空离:“若是所有人都是八娘这样的想法,自然可以井水不犯河水,怕只怕,在更多人眼里,非吾族类其心必异,不管他们做了什么,只要是妖,必铲除之。”
等高府这边席散之后,姬臻臻和空离并未多留,走得干脆。李兰瑶等人亦是,若非要做足礼数,将高念汐送嫁之后,他们便离开了,哪还会留在此处吃席。
而韦家这边,热闹竟不输高府。韦家与周围邻里相处融洽,除了韦家族人和韦翰林的同僚,还多摆了好几桌,叫周围邻里也来吃喜酒沾沾喜气。
新郎官和新娘子早便拜了高堂,只是等到夜幕降临,外头喜宴散,新郎官韦祈安才醉醺醺地进了新房。
高念汐瞅着夫君那张因为醉酒而酡红的脸蛋,忍俊不禁。韦家哥哥长得白,这脸蛋一红便像是涂抹了两团红胭脂一样,甚是喜感。

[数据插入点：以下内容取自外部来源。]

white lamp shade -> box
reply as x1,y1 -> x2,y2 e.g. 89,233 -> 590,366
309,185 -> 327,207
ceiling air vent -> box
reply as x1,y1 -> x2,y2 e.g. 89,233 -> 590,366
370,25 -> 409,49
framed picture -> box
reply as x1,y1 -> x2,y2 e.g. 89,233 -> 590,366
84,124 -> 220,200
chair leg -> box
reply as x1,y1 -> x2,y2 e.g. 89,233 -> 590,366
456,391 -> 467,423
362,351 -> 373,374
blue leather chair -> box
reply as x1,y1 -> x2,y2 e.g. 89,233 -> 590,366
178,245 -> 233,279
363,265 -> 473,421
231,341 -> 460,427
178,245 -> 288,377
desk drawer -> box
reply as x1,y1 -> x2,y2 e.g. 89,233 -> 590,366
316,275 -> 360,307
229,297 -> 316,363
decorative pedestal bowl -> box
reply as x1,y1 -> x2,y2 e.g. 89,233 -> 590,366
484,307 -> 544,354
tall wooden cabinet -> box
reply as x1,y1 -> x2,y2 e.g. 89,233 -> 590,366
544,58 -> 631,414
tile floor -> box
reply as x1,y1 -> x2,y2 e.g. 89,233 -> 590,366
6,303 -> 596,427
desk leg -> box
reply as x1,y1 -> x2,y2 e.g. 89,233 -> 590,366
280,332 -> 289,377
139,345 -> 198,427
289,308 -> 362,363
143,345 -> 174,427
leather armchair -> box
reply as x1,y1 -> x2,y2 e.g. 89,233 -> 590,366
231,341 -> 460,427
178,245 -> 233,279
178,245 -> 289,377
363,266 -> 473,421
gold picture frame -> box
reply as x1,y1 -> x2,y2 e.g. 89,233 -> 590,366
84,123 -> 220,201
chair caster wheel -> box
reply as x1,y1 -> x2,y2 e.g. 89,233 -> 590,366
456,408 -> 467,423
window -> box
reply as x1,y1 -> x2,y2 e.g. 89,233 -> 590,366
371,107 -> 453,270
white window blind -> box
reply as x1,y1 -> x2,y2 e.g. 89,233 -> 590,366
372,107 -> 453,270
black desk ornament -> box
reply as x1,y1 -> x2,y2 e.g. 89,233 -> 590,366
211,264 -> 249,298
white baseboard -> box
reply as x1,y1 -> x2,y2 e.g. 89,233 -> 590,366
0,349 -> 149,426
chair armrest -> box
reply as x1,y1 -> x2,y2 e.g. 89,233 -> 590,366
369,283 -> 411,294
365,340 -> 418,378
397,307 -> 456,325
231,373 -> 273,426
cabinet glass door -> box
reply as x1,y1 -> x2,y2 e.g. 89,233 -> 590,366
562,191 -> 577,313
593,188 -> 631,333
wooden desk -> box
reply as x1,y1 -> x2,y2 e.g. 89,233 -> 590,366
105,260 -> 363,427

韦祈安望着那娇艳如花的新娘子,醉酒之下壮了胆,张口第一句竟是道:“三娘,昨日你的好友送了我一份大礼。”
高念汐诧异,猜测道:“你说的莫非是……臻臻?”
韦祈安点点头,“她送了我一枚玉符,有这玉符遮蔽耳目,我可以大胆说一些我从前绝不敢说的话。”
高念汐望着他,心有所感,“你可是有话想对我说?”
韦祈安与她面对面而坐,同她讲了一个故事,是关于木魅跟一个读书郎的故事。
借着这个故事,韦祈安也向自己的妻子坦白了从前的经历。
高念汐又不蠢,自然是听懂了。这故事里的读书郎就是韦祈安,而那木魅亦是韦祈安。